Su matrimonio había sido arreglado por los parientes al estilo de sus mayores, y el marido, como era de rigor, pasó a engrosar la plantilla del otro hostal, lo que permitía a la mujer cierta libertad de movimientos, que le permitieron alargar jornadas laborales con la excusa de verse obligada a inventariar todos aquellos productos que recibía; de hecho, el negocio estaba bien planteado, en cuanto a la necesidad del mismo en La Encomienda, a salvo la deficiente gestión en cuanto al personal y pagos a proveedores hacía referencia.

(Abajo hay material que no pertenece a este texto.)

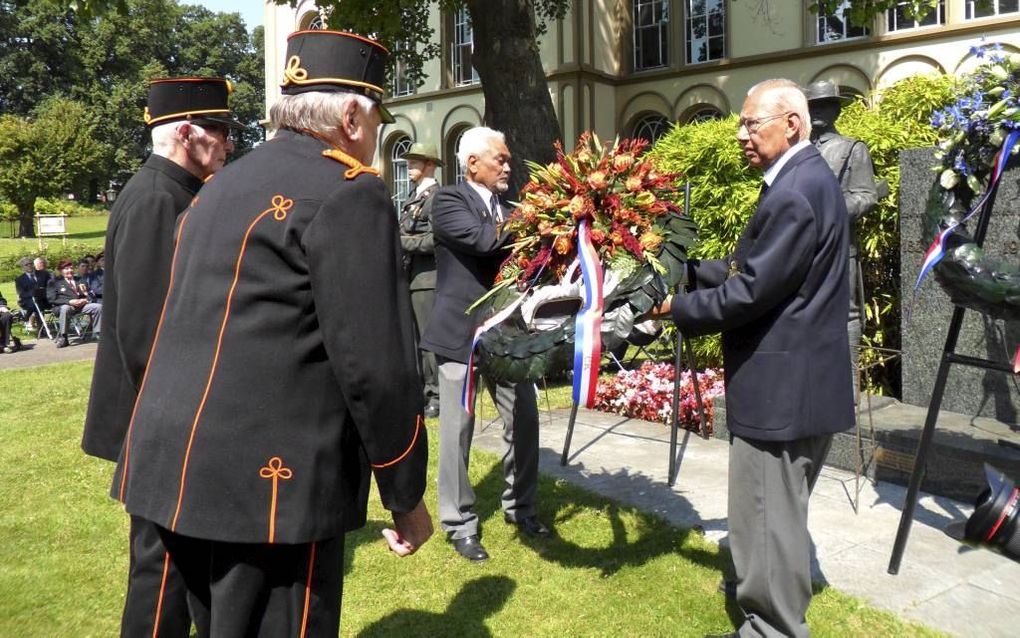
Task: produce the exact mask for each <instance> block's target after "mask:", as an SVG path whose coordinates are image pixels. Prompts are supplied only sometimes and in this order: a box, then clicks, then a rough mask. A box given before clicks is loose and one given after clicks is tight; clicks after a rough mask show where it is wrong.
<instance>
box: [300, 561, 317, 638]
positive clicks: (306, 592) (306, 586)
mask: <svg viewBox="0 0 1020 638" xmlns="http://www.w3.org/2000/svg"><path fill="white" fill-rule="evenodd" d="M314 570H315V542H314V541H312V549H311V552H310V553H309V556H308V580H306V581H305V608H304V611H302V614H301V638H305V632H306V631H307V630H308V607H309V605H310V604H311V598H312V574H313V573H314Z"/></svg>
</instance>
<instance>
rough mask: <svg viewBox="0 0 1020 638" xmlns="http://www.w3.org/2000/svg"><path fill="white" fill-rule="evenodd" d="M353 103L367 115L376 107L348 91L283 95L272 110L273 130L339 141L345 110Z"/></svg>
mask: <svg viewBox="0 0 1020 638" xmlns="http://www.w3.org/2000/svg"><path fill="white" fill-rule="evenodd" d="M351 100H354V101H355V102H356V103H357V104H358V107H359V108H360V109H361V111H362V112H363V113H365V114H368V113H370V112H371V111H372V108H373V107H374V106H375V102H373V101H372V100H371V99H369V98H368V97H365V96H364V95H360V94H358V93H350V92H348V91H310V92H308V93H298V94H297V95H282V96H281V97H279V99H278V100H276V102H275V103H274V104H273V105H272V107H271V108H269V119H270V120H271V121H272V128H273V129H276V130H277V131H278V130H279V129H284V128H287V129H294V130H297V131H310V132H312V133H315V134H318V135H320V136H322V137H324V138H326V139H330V140H331V139H334V138H336V137H337V127H338V126H339V125H340V124H341V121H343V119H344V110H345V109H346V108H347V105H348V104H349V103H350V102H351Z"/></svg>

Aquellos encuentros sexuales resultaron de tal intensidad que unirían a la pareja durante varios lustros. El hombre aquel se casó con todas las de la ley con otra, aún después de conocer a esta Anita, cuya capacidad amatoria era desbordante; convencido de que la relación entre ambos se mantendría. Su impulso podía con todo, ya no les importaba que el resto de empleados les viera en actitudes que dejaban mucho que desear, el mejor inventario era el realizado entre cajas sobre el cuerpo inacabable de aquella dueña, dicho en castellano viejo. Cada día de trabajo les regalaba una nueva experiencia sexual, quizás por aquella clandestinidad de acciones adúlteras, que implica descargas de adrenalina, o bien por el acto en los nuevos rincones acondicionados entre aquel desastre organizativo; también por la satisfacción que producía poder disponer de aquellos caudales, que desataba otro tipo de ambición y facilitaba una vida muelle al acarajotado individuo, testosterona en estado puro que hacía levitar a su jefa, aún en previos momentos a su desnudez, con las calzas a medio desvestir o descomponer fuera de su lugar y situar aquel fulano su cipote en húmedos y resbaladizos recovecos; ella, decimos, restaba descompuesta antes de ser penetrada por aquel poderoso miembro, que semejaba grueso manojo estriado.